Dave Simonett of Trampled by Turtles Showcases Songwriting Gems on Solo Debut- ‘Red Tail’ (ALBUM REVIEW)

Dave Simonett fronts the popular acoustic roots band Trampled by Turtles and another side project Dead Man Winter. He’s a songwriter with one of those special crooning voices. Its beauty lies more in subtlety than power, a smooth vehicle to drive his melodic songs. This collection of eight songs qualifies more as a mini-album, but Simonett felt he had a window to get these songs out when he wasn’t recording with one of his bands. Not knowing whether these would be demos or a full album, it just so happened they fell out rather naturally as a solo effort.

Simonett recorded half of the tracks at his own studio in Minneapolis and the other half with friends at Pachyderm Studios hidden in the woods of Cannon Falls, MN. “We did everything live. None of the guys knew any of the songs,” Simonett says. “It was just real casual, and I won’t say easy, but as close to easy as it can be.

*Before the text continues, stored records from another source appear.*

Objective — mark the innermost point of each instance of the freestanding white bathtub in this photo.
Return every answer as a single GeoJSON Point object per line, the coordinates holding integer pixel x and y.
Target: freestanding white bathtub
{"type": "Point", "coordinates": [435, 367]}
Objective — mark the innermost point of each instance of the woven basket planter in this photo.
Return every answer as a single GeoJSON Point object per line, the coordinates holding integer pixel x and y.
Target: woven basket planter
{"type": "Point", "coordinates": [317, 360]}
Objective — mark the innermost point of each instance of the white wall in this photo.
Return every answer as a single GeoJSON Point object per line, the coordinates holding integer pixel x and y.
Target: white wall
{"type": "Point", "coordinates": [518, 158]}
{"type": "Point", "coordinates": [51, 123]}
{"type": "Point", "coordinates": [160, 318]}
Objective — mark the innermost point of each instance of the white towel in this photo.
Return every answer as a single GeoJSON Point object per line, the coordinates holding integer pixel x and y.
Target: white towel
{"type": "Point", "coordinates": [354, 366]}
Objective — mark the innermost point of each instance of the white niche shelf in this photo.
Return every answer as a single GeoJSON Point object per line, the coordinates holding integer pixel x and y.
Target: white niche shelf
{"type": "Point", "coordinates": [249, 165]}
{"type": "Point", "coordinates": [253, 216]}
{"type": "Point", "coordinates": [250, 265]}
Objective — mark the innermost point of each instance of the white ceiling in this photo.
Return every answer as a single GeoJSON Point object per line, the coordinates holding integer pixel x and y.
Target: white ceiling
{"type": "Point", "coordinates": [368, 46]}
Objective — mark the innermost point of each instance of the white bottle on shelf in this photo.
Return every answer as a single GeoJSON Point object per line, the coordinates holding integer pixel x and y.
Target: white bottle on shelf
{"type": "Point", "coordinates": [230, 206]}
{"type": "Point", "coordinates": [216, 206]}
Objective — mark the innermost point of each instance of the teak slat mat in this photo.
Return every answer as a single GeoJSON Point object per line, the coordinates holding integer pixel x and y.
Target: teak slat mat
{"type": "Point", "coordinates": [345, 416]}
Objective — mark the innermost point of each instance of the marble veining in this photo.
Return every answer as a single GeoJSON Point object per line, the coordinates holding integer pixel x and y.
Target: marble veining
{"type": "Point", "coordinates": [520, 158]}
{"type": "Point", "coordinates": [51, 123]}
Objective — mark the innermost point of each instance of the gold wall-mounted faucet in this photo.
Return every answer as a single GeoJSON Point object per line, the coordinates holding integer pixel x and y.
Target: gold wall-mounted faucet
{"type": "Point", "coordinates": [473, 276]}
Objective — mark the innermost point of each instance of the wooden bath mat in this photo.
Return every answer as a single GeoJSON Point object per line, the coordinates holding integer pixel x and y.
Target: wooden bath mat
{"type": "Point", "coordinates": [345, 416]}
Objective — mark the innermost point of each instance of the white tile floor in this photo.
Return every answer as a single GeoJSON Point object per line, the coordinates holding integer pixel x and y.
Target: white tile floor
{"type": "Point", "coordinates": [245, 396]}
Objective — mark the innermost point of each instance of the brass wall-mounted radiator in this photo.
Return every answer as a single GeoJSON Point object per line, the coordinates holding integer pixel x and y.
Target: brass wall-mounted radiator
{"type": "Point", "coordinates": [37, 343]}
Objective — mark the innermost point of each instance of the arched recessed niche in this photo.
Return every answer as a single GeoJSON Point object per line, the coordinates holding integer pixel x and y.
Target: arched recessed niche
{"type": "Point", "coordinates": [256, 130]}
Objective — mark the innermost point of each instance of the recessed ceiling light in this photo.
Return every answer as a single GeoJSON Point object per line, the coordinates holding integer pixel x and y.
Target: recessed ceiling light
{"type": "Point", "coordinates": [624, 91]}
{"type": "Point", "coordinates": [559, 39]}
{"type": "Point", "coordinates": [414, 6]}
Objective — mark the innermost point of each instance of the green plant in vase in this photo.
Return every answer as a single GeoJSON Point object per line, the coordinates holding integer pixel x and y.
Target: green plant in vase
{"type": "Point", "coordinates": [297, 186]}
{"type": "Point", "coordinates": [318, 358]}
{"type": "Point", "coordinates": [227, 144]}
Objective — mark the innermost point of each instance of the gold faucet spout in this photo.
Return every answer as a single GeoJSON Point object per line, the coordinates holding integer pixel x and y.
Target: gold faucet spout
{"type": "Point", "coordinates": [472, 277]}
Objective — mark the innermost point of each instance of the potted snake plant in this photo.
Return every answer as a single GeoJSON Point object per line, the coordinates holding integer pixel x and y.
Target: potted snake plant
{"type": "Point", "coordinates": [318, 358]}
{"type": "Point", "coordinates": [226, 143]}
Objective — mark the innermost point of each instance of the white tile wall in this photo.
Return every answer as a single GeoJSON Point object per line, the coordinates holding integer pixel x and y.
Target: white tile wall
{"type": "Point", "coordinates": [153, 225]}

There was just this light attitude throughout the whole process, even when I was working on my own.”  While the songs are grounded in the kind of acoustic rock that’s framed Simonett’s two decades plus career, he brings in sonic textures that seem both lush and sparse – it’s just the right amount of fill. 

It’s like some of the other great albums recorded in Minnesota, reminding this writer of The Pines, David Huckfelt’s solo album, and in a few cases,  though not as dark or bluesy, it has some ambient qualities of the brilliant album from Jeffrey Foucault, Salt As Wolves,  Simonett’s songs are relaxed, poetic, conversational, warm, and genuinely uplifting, reflecting his going in mood.  He was clearly inspired by the spacious outdoors and the stark Northern woods of Minnesota, and, as such, uses light, weather and imagery to songs that become both cinematic and introspective. The prime example is the six-minute piano imbued “In the Western Wind and the Sunrise” where a listener can easily fall into a dreamlike trance-like state.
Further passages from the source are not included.